According to a Montgomery city ordinance in 1955, African Americans were required to sit at the back of public buses and were also obligated to give up those seats to white riders if the front of the bus filled up. Parks was in the first row of the black section when the white driver demanded that she give up her seat to a white man. Parks’ refusal was spontaneous but was not merely brought on by her tired feet, as is the popular legend. In fact, local civil rights leaders had been planning a challenge to Montgomery’s racist bus laws for several months, and Parks had been privy to this discussion.
Learning of Parks’ arrest, the NAACP and other African American activists immediately called for a bus boycott to be held by black citizens on Monday, December 5. Word was spread by fliers, and activists formed the Montgomery Improvement Association to organize the protest. The first day of the bus boycott was a great success, and that night the 26-year-old Rev. Martin Luther King, Jr., told a large crowd gathered at a church, “The great glory of American democracy is the right to protest for right.” King emerged as the leader of the bus boycott and received numerous death threats from opponents of integration. At one point, his home was bombed, but he and his family escaped bodily harm.
The boycott stretched on for more than a year, and participants carpooled or walked miles to work and school when no other means were possible. As African Americans previously constituted 70 percent of the Montgomery bus ridership, the municipal transit system suffered gravely during the boycott. On November 13, 1956, the U.S. Supreme Court struck down Alabama state and Montgomery city bus segregation laws as being in violation of the equal protection clause of the 14th Amendment to the U.S. Constitution. On December 20, King issued the following statement: “The year old protest against city buses is officially called off, and the Negro citizens of Montgomery are urged to return to the buses tomorrow morning on a non-segregated basis.” The boycott ended the next day. Rosa Parks was among the first to ride the newly desegregated buses.
Martin Luther King, Jr., and his nonviolent civil rights movement had won its first great victory. There would be many more to come.
Rosa Parks died on October 24, 2005. Three days later the U.S. Senate passed a resolution to honor Parks by allowing her body to lie in honor in the U.S. Capitol Rotunda.
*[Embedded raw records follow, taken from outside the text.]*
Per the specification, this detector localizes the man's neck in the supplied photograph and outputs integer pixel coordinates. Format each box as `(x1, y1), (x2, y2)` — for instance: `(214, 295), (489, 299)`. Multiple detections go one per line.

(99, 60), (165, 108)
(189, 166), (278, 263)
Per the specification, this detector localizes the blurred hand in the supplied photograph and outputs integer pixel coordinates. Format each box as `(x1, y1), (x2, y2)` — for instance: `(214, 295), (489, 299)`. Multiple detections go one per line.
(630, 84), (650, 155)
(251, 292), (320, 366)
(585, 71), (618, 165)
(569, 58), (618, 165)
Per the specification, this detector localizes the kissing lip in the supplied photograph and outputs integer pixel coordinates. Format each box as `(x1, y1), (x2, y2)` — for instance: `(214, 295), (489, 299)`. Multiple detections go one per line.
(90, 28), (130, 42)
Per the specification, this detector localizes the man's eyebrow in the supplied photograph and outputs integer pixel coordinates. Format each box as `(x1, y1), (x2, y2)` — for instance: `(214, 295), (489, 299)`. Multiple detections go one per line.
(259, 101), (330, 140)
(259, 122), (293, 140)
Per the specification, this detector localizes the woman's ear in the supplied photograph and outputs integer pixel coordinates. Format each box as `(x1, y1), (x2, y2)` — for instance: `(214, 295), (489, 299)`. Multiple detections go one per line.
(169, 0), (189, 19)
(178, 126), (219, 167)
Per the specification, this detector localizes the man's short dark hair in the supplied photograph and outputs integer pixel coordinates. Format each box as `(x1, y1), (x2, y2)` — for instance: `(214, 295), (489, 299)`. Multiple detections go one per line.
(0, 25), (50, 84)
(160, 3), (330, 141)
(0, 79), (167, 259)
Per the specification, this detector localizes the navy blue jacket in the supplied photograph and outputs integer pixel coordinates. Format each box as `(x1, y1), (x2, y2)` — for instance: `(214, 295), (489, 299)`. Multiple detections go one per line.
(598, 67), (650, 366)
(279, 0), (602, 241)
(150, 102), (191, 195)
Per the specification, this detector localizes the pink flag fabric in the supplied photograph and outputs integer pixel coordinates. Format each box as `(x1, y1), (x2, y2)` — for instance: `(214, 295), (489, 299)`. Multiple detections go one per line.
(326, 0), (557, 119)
Culled from – this day in history

This story brings a lot of things to mind,the boldness and courage of this woman even though it is said it wasn’t pre planned,it just goes a long way to tell us that even in our subconscious somethings stick. I can imagine what was going on in her head, how tired and frustrated with the level of racism then, she stood her ground and didn’t give up her right to sit like any human with or without colour. As extraordinary as this story is,it saddens me to realise that racism still thrives not just in the states but all over the world. My hope is that some day really soon we all will get to understand that we are just passing through this world and every individual is equal in the eyes of our maker,no segregation whatsoever we are all one race. God bless all peoples and nations of the world.

Welcome to the last Month of 2016,I hope you get all you hoped to.